Mr. Chairman and members of the committee, thank you for inviting me here today to comment on commercial applications of unmanned aircraft for small businesses. My name is Eli Dourado and I am a research fellow at the Mercatus Center at George Mason University, where I study the regulation of emerging technologies and direct Mercatus’s Technology Policy Program.
Permissionless Innovation in Airspace
We are at an exciting point in the history of unmanned aircraft. I think of drones as occupying a similar position now as the Internet did in the late 1980s. As members of this committee know, until 1989, use of the Internet for commercial purposes was generally prohibited. The removal of that prohibition resulted in an explosion of innovation, much of it completely unanticipated, that has persisted until today.

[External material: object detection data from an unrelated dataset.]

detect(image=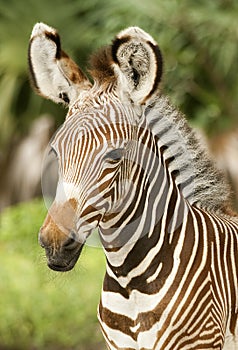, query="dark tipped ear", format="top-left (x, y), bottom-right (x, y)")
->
top-left (28, 23), bottom-right (91, 105)
top-left (111, 27), bottom-right (163, 104)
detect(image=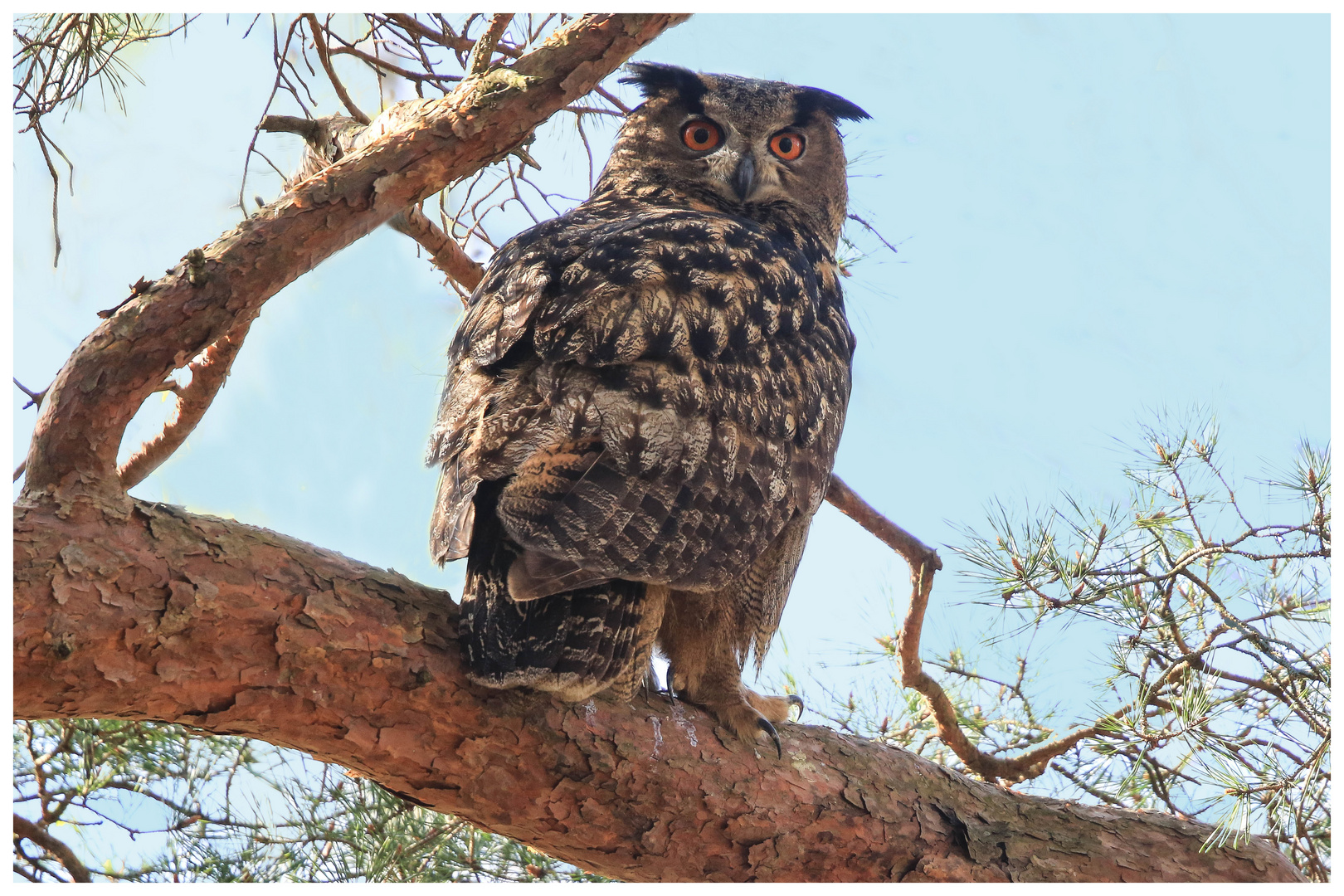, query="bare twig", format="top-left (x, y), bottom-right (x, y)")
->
top-left (466, 12), bottom-right (514, 75)
top-left (826, 475), bottom-right (1123, 782)
top-left (387, 206), bottom-right (485, 304)
top-left (826, 473), bottom-right (942, 571)
top-left (13, 814), bottom-right (93, 884)
top-left (304, 12), bottom-right (368, 125)
top-left (13, 377), bottom-right (51, 411)
top-left (117, 319), bottom-right (251, 490)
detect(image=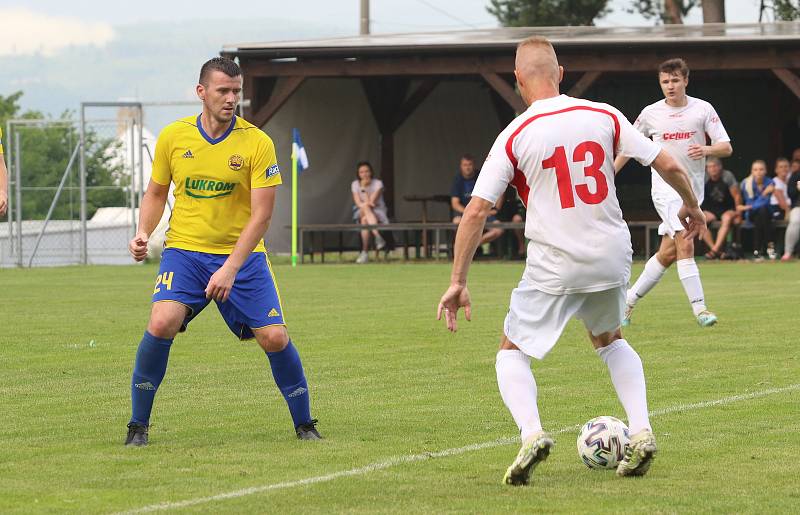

As with the Internet in 1989, commercial use of drones is highly restricted, but will soon become generally available. And as with the Internet in 1989, we have only the vaguest idea of how drones will be used in daily life in the future.
That vague picture does include some applications that we already understand: using drones for photography and inspecting equipment, for evaluating the health of crops, for transporting goods with a high value-to-weight ratio. The improvements in logistics generated by unmanned aircraft will allow new business models, doing for local and small businesses what the shipping container and services like UPS and FedEx did for global trade.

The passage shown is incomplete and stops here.